LPAI Jateng: Ego Sektoral dalam Perlindungan Anak Masih Kuat
Rep: Bowo Pribadi/ Red: Fernan Rahadi
Perlindungan anak (ilustrasi) | Foto: Republika/Tahta Aidilla
REPUBLIKA.CO.ID, UNGARAN -- Ego sektoral masih menjadi hambatan dalam upaya memberikan perlindungan serta menjamin hak anak yang menjadi korban kekerasan. Tak terkecuali di Kabupaten Semarang.
Sebab untuk menjamin hak-hak anak terlebih yang menjadi korban kekerasan semestinya dibutuhkan peran dan partisipasi banyak pihak sesuai dengan bidang kewenangannya.
Sehingga setiap penanganan yang dilakukan terhadap korban kekerasan pada anak bisa dilakukan secara terpadu dan benar-benar dapat memenuhi hak serta apa yang paling dibutuhkan.

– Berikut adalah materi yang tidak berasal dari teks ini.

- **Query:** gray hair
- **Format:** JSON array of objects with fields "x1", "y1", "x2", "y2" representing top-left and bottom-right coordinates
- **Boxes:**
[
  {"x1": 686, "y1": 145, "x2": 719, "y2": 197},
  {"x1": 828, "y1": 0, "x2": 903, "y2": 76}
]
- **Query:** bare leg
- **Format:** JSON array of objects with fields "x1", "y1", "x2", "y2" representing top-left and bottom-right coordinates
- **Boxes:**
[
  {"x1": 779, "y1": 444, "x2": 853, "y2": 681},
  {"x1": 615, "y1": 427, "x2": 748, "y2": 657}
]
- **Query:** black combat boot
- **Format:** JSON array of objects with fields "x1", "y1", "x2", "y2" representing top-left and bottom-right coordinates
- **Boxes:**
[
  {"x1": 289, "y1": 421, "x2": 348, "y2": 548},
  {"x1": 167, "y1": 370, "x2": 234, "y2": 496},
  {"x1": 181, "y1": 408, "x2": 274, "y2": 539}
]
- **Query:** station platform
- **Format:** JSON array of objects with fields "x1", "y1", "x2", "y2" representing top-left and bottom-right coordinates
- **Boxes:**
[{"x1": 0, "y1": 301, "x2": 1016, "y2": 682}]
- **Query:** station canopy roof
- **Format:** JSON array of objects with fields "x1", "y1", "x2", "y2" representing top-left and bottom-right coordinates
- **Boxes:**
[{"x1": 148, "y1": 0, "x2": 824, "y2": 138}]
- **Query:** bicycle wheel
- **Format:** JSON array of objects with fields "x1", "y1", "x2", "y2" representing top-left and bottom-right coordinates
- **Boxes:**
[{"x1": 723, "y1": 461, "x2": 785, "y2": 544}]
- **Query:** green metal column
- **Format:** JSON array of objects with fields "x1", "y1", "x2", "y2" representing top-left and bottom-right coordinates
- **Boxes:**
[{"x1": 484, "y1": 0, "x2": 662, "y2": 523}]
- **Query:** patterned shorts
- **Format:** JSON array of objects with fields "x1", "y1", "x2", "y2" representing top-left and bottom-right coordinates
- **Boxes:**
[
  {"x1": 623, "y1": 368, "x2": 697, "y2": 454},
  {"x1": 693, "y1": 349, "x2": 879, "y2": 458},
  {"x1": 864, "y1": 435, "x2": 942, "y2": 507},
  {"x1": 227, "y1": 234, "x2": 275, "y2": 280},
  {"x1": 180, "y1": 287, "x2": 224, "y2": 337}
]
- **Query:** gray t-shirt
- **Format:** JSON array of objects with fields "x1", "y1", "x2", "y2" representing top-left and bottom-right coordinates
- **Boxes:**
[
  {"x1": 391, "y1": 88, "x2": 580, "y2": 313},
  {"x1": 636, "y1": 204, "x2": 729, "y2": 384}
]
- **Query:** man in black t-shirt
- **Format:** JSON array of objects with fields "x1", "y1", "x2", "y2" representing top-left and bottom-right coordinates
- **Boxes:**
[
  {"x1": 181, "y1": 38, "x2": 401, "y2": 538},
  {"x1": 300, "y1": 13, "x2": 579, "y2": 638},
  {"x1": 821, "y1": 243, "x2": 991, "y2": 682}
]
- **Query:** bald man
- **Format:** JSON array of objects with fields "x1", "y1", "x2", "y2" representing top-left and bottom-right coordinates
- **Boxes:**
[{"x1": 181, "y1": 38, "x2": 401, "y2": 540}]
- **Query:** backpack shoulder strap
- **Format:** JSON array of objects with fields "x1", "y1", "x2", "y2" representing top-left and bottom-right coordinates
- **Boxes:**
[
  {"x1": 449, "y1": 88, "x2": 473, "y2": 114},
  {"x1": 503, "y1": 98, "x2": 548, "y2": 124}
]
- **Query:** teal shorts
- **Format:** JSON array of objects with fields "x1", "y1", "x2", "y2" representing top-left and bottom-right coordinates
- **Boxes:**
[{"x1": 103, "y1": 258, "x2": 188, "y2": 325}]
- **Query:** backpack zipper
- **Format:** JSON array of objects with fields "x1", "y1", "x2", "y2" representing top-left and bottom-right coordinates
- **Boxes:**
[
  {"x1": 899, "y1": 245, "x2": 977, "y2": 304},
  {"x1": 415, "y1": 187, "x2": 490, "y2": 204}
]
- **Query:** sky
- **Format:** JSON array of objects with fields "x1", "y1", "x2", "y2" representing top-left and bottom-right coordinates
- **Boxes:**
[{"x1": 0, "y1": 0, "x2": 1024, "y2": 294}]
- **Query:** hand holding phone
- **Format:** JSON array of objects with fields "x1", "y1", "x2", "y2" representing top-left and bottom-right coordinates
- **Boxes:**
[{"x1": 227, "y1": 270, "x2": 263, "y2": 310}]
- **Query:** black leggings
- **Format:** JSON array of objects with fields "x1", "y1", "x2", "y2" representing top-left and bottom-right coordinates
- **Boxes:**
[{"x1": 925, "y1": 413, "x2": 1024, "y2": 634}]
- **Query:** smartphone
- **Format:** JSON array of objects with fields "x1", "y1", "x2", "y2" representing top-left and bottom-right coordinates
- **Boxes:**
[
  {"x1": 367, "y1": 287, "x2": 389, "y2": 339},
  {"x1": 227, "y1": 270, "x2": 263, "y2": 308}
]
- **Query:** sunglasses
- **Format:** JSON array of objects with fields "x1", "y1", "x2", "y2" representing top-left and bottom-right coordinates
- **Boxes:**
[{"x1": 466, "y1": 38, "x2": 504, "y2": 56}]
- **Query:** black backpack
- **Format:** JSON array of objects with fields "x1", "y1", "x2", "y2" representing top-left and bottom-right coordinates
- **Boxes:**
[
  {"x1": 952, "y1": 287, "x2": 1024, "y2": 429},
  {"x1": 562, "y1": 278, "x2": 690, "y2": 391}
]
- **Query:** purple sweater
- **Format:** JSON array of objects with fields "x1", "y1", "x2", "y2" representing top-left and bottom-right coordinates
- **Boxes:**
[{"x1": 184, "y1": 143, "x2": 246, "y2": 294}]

Ketua Lembaga Perlindungan Anak Indonesia (LPAI) Jawa Tengah, Samsul Ridwan mengungkapkan, dalam penanganan terhadap korban kekerasan anak ego sektoralnya masih kuat.
"Dianggap, perlindungan anak itu tupoksinya hanya milik Dinas Pemberdayaan Perempuan Perlindungan Anak dan Keluarga Berencana (DP3AKB), padahal tidak," jelasnya, di Ungaran, Kabupaten Semarang, Jumat (12/8/2022).
Menurut Samsul, semua punya kepentingan. Dinas yang lain juga punya kepentingan. Bukan hanya DP3AKB dan kepolisian, dalam hal ini Unit Perlindungan Perempuan dan Anak (PPA) di bawah Satreskrim.
Sehingga sampai dengan saat ini kadang- kadang masih ditemui jika ada peristiwa atau kasus kekerasan pada anak yang dilaporkan kepada DP3AKB kemudian dilimpahkan kepada kepolisian.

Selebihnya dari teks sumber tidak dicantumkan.